Die Apothekerin hat das im Prozess gestanden. Im Dopingfall war die Beweislast zudem erdrückend. So wurde der Inhalt einer sichergestellten Sprachnachricht verlesen, in der die Angeklagte sich nach größeren Mengen Ketamin auf Privatrezepten erkundigt. Auch die Angestellten in der Apotheke wussten Bescheid, welche Rezepte nur von der Chefin angefasst werden durfte. Eine Mitarbeiterin zeigte die Apothekerin im September 2017 anonym bei der Staatsanwaltschaft an.
Das Gericht hatte allerdings Zweifel an der vollständigen Schuldfähigkeit der Angeklagten, die zumindest „massiv überlastet“ war. Bei ihren Mitarbeitern hatte sie „den Eindruck einer völlig erschöpften, überforderten und durchgedrehten Person hinterlassen“, heißt es in der Urteilsbegründung. Einen Beleg dafür, dass die Inhaberin leicht zu beeinflussen war, sahen die Richter etwa in der Zahlung von 15.000 Euro an einen angeblichen Apothekenberater – der sich als Betrüger entpuppte.
Bei der Hauptverhandlung machte die Angeklagte auch keinen besonders guten Eindruck, als sie minutenlang „unzusammenhängend und wirr“ redete.

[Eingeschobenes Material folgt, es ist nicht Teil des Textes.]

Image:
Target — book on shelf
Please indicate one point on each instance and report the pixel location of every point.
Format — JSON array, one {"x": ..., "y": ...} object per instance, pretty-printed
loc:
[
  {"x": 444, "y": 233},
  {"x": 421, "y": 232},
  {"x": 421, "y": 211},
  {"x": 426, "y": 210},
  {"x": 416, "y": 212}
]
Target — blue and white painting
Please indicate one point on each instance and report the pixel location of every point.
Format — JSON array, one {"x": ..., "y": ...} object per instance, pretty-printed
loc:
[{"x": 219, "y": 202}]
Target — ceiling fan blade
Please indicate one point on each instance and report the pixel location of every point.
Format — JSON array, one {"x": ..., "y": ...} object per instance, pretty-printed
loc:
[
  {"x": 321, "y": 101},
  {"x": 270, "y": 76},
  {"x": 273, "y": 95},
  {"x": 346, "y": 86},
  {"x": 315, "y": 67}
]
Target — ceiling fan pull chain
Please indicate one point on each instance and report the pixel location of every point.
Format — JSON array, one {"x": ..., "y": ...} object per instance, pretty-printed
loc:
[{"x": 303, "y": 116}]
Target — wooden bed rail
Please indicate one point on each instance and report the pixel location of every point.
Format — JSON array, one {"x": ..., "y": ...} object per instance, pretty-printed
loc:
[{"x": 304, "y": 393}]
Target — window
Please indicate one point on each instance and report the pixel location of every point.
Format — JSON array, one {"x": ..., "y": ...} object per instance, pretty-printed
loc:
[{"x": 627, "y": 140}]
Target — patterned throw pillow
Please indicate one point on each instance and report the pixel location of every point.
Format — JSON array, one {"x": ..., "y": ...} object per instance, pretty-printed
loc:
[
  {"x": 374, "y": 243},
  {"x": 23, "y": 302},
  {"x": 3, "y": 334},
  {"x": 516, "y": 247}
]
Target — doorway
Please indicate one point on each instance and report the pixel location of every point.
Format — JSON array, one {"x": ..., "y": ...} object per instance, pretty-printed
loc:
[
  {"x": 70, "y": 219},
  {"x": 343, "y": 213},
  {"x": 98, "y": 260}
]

Das Gericht hat den Verdacht auf eine massive psychische Störung. Ihr Verteidiger wollte ein Gutachten zu ihrer Schuldfähigkeit einholen. Das Gericht verzichtete darauf, kam aber selbst zu dem Schluss, dass das gezeigte Verhalten nicht nur zur Abwendung einer Insolvenz erfolgte. Auch Anzeichen für eine Erpressung gab es nicht.
Nicht geklärt werden konnte in der Verhandlung, ob die Frau selbst drogen- oder medikamentenabhängig war. Sie hatte dies bei ihrer Vernehmung jedenfalls vehement bestritten.
Ihr Geständnis und die „verzweifelte geschäftliche Situation“ preisten die Richter strafmildernd in ihr Urteil ein, konnten jedoch über die Vielzahl der Taten und den hohen Schaden nicht hinwegsehen. Die Gesamtfreiheitsstrafe von zwei Jahren wurde zur Bewährung ausgesetzt, da die Angeklagte ihre Apotheke ohnehin nicht mehr führen konnte. Das Amtsgericht sah davon ab, auch noch ein Berufsverbot auszusprechen, wusste aber von dem bevorstehenden unvermeidlichen Entzug der Approbation. Die Apothekerin muss sich als Bewährungsauflage einer Therapie unterziehen – und dem Therapeuten sollte das Urteil zur Kenntnis gegeben werden.